- Born: 3 August 1928 Leningrad, Soviet Union
- Died: 15 March 1991 (aged 62) Leningrad, Soviet Union
- Education: Repin Institute of Arts
- Known for: Painting
- Movement: Realism

= Vladimir Seleznev =

Russian painter (1928–1991)

Vladimir Ivanovich Seleznev (Владимир Иванович Селезнев; 3 August 1928 – 15 March 1991) was a Soviet Russian realist painter, lived and worked in Leningrad, member of the Leningrad branch of Union of Artists of Russian Federation, regarded by art historian Sergei V. Ivanov as a representative of the Leningrad school of painting, most famous for his genre paintings and portraits.

== Biography ==
Vladimir Ivanovich Seleznev was born on 3 August 1928 in the Leningrad, USSR.

In 1953 Vladimir Seleznev graduated from Ilya Repin Institute in Rudolf Frentz workshop. He studied under Mikhail Platunov, Ivan Stepashkin, Piotr Belousov, and Yuri Neprintsev.

Since 1951 Vladimir Seleznev has participated in Art Exhibitions. He painted portraits, landscapes, battle and historical paintings, genre scenes, and etudes done from nature.

Vladimir Seleznev was a member of Leningrad Union of Artists since 1953.

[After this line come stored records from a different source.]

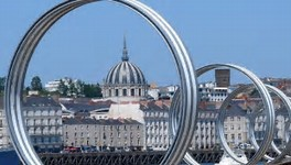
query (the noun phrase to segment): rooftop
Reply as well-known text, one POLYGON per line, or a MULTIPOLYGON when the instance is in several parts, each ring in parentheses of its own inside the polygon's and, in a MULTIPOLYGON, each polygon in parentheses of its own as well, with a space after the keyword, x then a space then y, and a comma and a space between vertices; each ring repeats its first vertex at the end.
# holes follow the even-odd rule
POLYGON ((90 119, 90 118, 65 118, 63 124, 100 124, 100 125, 122 125, 122 124, 141 124, 132 119, 90 119))

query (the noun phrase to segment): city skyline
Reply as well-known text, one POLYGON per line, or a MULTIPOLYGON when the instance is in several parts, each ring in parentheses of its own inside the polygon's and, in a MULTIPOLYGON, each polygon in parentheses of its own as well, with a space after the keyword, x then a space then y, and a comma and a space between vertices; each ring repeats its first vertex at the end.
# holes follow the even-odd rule
MULTIPOLYGON (((291 77, 291 2, 143 2, 181 35, 195 68, 234 63, 259 77, 291 77)), ((0 7, 1 76, 29 26, 57 3, 11 1, 0 7)), ((36 47, 26 79, 39 75, 45 84, 67 76, 103 82, 120 62, 123 35, 130 62, 143 70, 148 82, 177 82, 173 59, 158 33, 139 15, 110 2, 82 7, 60 20, 36 47)))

Vladimir Ivanovich Seleznev died on 15 March 1991 in Leningrad. His paintings reside in Art museums and private collections in Russia, USA, France, England, and throughout the world.

== Bibliography ==
- Directory of members of the Leningrad branch of Union of Artists of Russian Federation. - Leningrad: Khudozhnik RSFSR, 1987. - p. 116.
- Matthew C. Bown. Dictionary of 20th Century Russian and Soviet Painters 1900-1980s. - London: Izomar, 1998. ISBN 0-9532061-0-6, ISBN 978-0-9532061-0-0.
- Anniversary Directory graduates of Saint Petersburg State Academic Institute of Painting, Sculpture, and Architecture named after Ilya Repin, Russian Academy of Arts. 1915 - 2005. - Saint Petersburg: Pervotsvet Publishing House, 2007. - p. 71. ISBN 978-5-903677-01-6.